First guess would be a Kimber Ultra Carry II

Zhur


----------



## Dredd (Feb 22, 2008)

zhurdan said:


> First guess would be a Kimber Ultra Carry II
> 
> Zhur


I'm going to agree


----------



## JustRick (Sep 14, 2008)

Kimber makes a model called the Ultra Carry II in .45 ACP. If that isn't it... I'm afraid you are on your own. 

EDITED: Looks like you got the same answer from three people at the same time. How's that for service?


----------



## Arkangel (Jan 17, 2008)

I remember the Gmexcl as being an designation on a savage rifle. I think it meant Gentlemans Extreme Choke Leupold some kid probably screwed up the tag.

It could have also meant Gander Mountain yadda yadda yadda. Gander Mountain does sell kimber rifles. I stick with my original jumped to conclusion.

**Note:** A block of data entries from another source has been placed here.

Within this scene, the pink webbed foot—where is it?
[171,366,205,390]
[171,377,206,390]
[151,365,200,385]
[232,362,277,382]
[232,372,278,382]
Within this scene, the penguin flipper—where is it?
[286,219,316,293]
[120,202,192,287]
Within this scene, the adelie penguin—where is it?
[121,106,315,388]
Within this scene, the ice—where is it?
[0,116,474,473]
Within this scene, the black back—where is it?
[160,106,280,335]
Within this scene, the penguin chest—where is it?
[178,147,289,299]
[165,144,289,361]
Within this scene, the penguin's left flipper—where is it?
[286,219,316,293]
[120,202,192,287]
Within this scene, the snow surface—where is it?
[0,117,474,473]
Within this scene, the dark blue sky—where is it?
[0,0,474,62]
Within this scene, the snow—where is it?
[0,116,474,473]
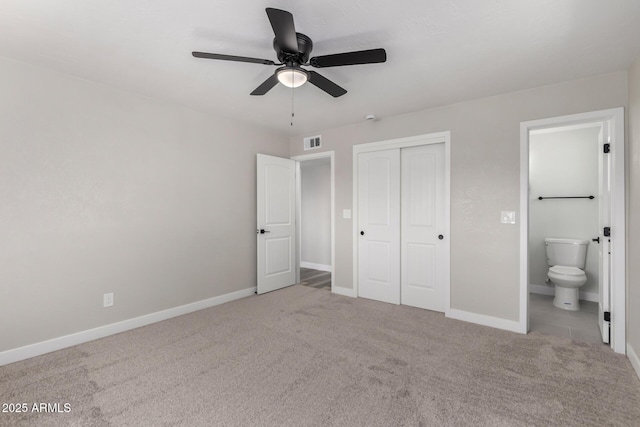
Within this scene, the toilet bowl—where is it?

Some kid screwed up the tag.


----------



## crappler (Jan 10, 2008)

Alright Ill check it out and see what i can find..Thanks for all the help..


----------



## IndyRob (Oct 2, 2008)

Might be Gander mountain exclusive...


----------



## eldoguzzi (Feb 10, 2009)

*Gmexcl?*

Hello,
IndyRob is correct!
I just spoke to a Kimber spokesperson and he told me that the GM in the GMEXCL stands for Gander Mountain.

I purchased the Kimber Ultra Carry II Laser 3" from Gander, and my kimber didn't have the night sights or the competition trigger with the 3 drilled holes.

According to the rep he said that was a "special build" for gander, He also told me when mine was manufactured... COOL.

I also asked about the review in Guns & Ammo mag that is out now with the Kimber laser on the cover, the author wrote that the Kimber comes with 3 mags... this is NOT the case only 1 mag comes with the pistol.

Now I have to decide what IWB holster I should buy for CC.
Any suggestions?
Regards,
Mr. Moto


----------



## plentyofpaws (Nov 7, 2008)

I don't even see a picture?


----------



## Brevard (Jan 24, 2009)

Wonder if it could have meant Gander Mountain Exclusive. I thought Kimber right off the bat also.

Edit: This is what I get for not reading all the way through. Here I am thinking I finally might know something someone else doesnt or hasnt said...but nooooooo.


----------